I was in two minds when I signed up. I was feeling more than a little under done in my training for Brisbane Trail Ultra 110k after my lead up races all got cancelled and figured either this would show me if I had what it takes and also provide a chance to race if everything else got cancelled later (spoiler alert: it did).

It’s not really a secret that I love the Surf Coast Trail Marathon, for a long time I’ve just hated its timing. It’s usually the week before the Gold Coast Marathon and I’ve been chasing the sub 4 for years (and Gold Coast is arguably the fastest marathon in the country), so I haven’t run it as much as I could like, rather spending my time freezing my arse off as a volunteer Marshall or aid station attendee.

Southside 2016

I won’t go over the course details again (here’s the last time I ran it,) but the weather was significantly different to 2019.

You never know what you’ll get on the coast and you can’t trust the forecast. 2019 was like being in the spin cycle of a washing machine but 2021 was almost perfect.

Start line 2021

There haven’t been many events lately, so it was great to catch up with so many people at the start line. I was so distracted that when the race director said go, I wasn’t in the start corral and I hadn’t even connected satellites to my watch!

I had no expectations and just shuffled along the beach. I was keen to march to my own rhythm and just see how it went.

From the get go, it felt surprisingly easy. Usually the sand kicks my arse and I am ready to get back into my car as I pass it on that first loop back past the Salty Dog.

After the 5k-ish shuffle down on the beach, the course follows the Surf Coast walk. You travel down the main boardwalk of Torquay on the concrete footpath (super weird if you wore trail shoes) and then after the caravan park you cross the mouth of the river where it meets the sea and follow the gravel path to the Ironbark basin.

There were heaps of people out and about so there were many dogs to stop and kiss.

I honestly couldn’t believe how easy it felt but I had no clue how fast I was going, I wasn’t even looking at my watch. As we started entering sections of soft sand, I just kept saying to myself, “it’s easier to run” and kept on going. Walking in the sand takes forever and feels like a slog. I wasn’t going to the bloody sand win!

The Surf Coast Walk is what the fast folks would say is “very runnable”, which essentially means it isn’t rocky, rooty or in any other way technical. The trails are smooth and don’t require too much concentration. It’s not the same as running on flat bitumen but if it wasn’t for all the beach sections, you could have a pretty decent dip at it if you were so inclined.

Don’t get me wrong, it isn’t flat, but most of the hills are runnable, so that’s what I kept telling myself, it’s runnable so bloody run it. (Yes I do a lot of talking to myself during these events, because well talking to myself out loud might attract some unwanted attention.)

2021 elevation profile: disclaimer that first bit is literally sea level so it might be a bit out 😂

So I did. I ran the bloody hills and I never run hills, I walk them, because you know I’m saving my legs for later (when “later” is I don’t bloody know!)

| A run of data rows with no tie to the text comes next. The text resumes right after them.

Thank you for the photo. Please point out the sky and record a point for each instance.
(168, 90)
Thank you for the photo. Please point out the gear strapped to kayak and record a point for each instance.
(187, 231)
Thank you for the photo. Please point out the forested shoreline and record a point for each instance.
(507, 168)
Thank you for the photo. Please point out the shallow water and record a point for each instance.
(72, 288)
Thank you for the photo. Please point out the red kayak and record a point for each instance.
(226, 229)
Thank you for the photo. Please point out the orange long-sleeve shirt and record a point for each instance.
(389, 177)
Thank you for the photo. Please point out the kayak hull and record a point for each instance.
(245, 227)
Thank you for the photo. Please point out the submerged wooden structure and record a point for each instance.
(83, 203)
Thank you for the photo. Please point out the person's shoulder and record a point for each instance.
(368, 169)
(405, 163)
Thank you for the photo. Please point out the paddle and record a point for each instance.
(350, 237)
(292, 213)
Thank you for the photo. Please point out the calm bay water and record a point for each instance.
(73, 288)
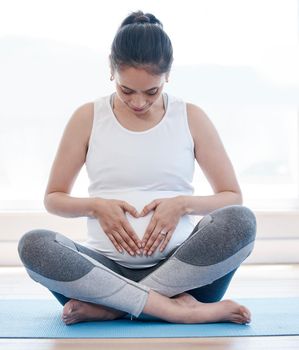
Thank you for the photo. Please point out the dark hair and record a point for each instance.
(141, 42)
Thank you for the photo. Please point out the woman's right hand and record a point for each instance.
(111, 214)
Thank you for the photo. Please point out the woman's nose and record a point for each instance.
(138, 102)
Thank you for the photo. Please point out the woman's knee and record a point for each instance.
(237, 220)
(33, 245)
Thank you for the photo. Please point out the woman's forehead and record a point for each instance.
(137, 78)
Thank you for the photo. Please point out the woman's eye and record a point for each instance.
(152, 92)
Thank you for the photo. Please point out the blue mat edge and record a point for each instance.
(240, 300)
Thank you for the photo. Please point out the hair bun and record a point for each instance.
(140, 17)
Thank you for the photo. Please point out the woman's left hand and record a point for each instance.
(163, 222)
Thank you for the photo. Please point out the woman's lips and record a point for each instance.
(138, 109)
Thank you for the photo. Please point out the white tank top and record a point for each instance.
(138, 167)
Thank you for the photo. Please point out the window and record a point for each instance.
(235, 59)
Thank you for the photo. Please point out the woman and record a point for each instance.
(143, 253)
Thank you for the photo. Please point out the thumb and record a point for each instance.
(149, 207)
(130, 209)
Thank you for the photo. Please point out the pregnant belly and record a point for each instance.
(97, 239)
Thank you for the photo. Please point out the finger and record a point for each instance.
(149, 207)
(113, 240)
(130, 209)
(148, 232)
(152, 239)
(156, 243)
(165, 241)
(122, 241)
(128, 229)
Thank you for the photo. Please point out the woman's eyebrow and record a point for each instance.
(156, 87)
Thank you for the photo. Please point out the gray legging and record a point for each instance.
(202, 265)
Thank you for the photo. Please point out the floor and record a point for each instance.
(249, 281)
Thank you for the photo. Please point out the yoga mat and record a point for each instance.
(42, 319)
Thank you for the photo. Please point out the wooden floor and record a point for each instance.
(249, 281)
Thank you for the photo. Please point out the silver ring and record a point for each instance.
(163, 233)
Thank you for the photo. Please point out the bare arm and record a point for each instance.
(70, 157)
(215, 164)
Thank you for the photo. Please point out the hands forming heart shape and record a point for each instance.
(111, 214)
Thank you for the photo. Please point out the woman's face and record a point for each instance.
(138, 89)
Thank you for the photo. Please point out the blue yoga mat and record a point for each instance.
(42, 319)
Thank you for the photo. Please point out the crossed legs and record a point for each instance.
(215, 249)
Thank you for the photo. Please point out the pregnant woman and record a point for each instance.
(143, 253)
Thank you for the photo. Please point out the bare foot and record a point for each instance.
(75, 311)
(222, 311)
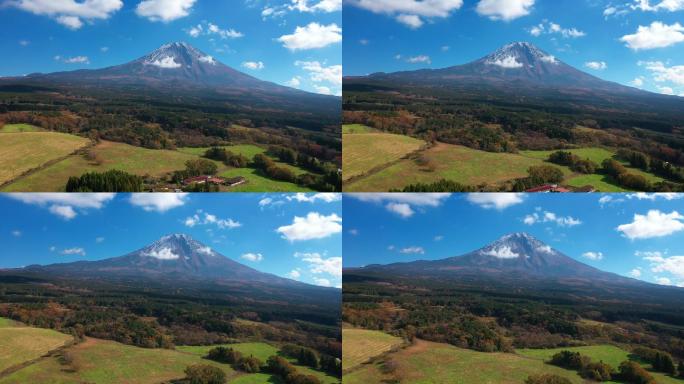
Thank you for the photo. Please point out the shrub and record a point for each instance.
(547, 379)
(634, 373)
(204, 374)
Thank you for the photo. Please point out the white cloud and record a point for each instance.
(402, 203)
(657, 35)
(508, 62)
(312, 36)
(498, 201)
(412, 250)
(73, 60)
(323, 90)
(661, 263)
(209, 29)
(419, 59)
(254, 257)
(653, 224)
(667, 5)
(167, 62)
(164, 10)
(662, 73)
(295, 82)
(402, 209)
(319, 6)
(322, 282)
(504, 252)
(655, 196)
(63, 204)
(319, 264)
(550, 217)
(320, 73)
(162, 254)
(65, 211)
(596, 256)
(596, 65)
(69, 13)
(410, 12)
(314, 197)
(253, 65)
(666, 90)
(505, 10)
(550, 28)
(209, 219)
(73, 251)
(411, 21)
(313, 226)
(158, 202)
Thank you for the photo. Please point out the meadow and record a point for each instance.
(23, 151)
(54, 152)
(20, 344)
(435, 363)
(108, 362)
(367, 150)
(360, 345)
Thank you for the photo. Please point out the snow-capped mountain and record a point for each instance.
(176, 256)
(516, 255)
(516, 64)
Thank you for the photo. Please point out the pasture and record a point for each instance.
(141, 161)
(360, 345)
(16, 128)
(609, 354)
(20, 344)
(357, 128)
(363, 152)
(23, 151)
(435, 363)
(261, 351)
(452, 162)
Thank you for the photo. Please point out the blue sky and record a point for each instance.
(633, 42)
(636, 235)
(291, 235)
(291, 42)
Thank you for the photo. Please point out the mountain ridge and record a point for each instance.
(174, 256)
(516, 255)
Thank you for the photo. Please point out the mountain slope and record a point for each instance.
(176, 256)
(174, 63)
(517, 256)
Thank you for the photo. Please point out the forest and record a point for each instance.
(498, 319)
(167, 314)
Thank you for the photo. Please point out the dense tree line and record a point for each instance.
(109, 181)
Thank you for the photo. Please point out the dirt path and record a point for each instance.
(28, 363)
(79, 151)
(383, 167)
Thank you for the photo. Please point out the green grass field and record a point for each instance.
(609, 354)
(364, 152)
(357, 128)
(141, 161)
(360, 345)
(261, 351)
(15, 128)
(21, 344)
(452, 162)
(23, 151)
(434, 363)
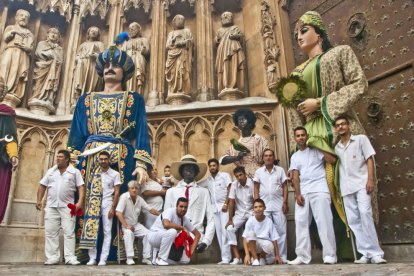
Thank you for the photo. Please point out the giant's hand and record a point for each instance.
(142, 175)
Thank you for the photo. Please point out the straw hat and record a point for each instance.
(188, 159)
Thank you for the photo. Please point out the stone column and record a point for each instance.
(204, 46)
(157, 59)
(64, 106)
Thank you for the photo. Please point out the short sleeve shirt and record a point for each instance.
(264, 229)
(311, 166)
(61, 188)
(110, 179)
(243, 195)
(155, 202)
(353, 168)
(217, 186)
(131, 210)
(171, 215)
(271, 186)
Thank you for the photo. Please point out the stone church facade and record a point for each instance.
(196, 118)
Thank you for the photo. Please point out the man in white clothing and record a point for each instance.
(270, 184)
(111, 183)
(153, 193)
(218, 184)
(189, 171)
(357, 176)
(307, 167)
(127, 211)
(165, 229)
(61, 182)
(240, 208)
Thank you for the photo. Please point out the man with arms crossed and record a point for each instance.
(357, 176)
(61, 182)
(307, 167)
(166, 228)
(218, 184)
(270, 185)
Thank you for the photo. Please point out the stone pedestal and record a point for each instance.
(11, 100)
(230, 94)
(178, 99)
(40, 107)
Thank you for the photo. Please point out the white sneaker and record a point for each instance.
(329, 260)
(146, 261)
(51, 262)
(91, 262)
(236, 261)
(130, 261)
(296, 261)
(73, 262)
(363, 260)
(378, 260)
(161, 262)
(255, 262)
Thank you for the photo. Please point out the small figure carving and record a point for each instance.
(137, 47)
(15, 61)
(178, 64)
(49, 59)
(230, 59)
(85, 78)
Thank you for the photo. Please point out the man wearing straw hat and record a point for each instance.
(188, 171)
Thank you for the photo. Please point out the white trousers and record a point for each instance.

I started to struggle just after half way. The sand and the waves were insane. It wasn’t so much that the sand was soft, more that it was squishy and sloppy. It felt like clay stuck to the bottom of my shoes.

But I trucked on. The half marathoners started soon after I passed their start line, so fast people with headphones in and fresh legs soon came bombing down behind me. Some were polite, some just rude AF. One kid who had been running all of 5k at this point promptly told me to “keep pushing” as he passed me, it was not in an encouraging way either. He was lucky he was running so fast, I tell ya.

With around 5k to go, I set my sights on a sub 5 hour finish time. I channeled my Old Ghost mantra, lift your feet, it’s just a ParkRun and went for it. It certainly wasn’t anything to write home about, but I did it. 4:55 and change, about 18 minutes faster than in 2019.

Annoyingly, I pulled up great the next day. Clearly didn’t try hard enough! Until next year SCTM!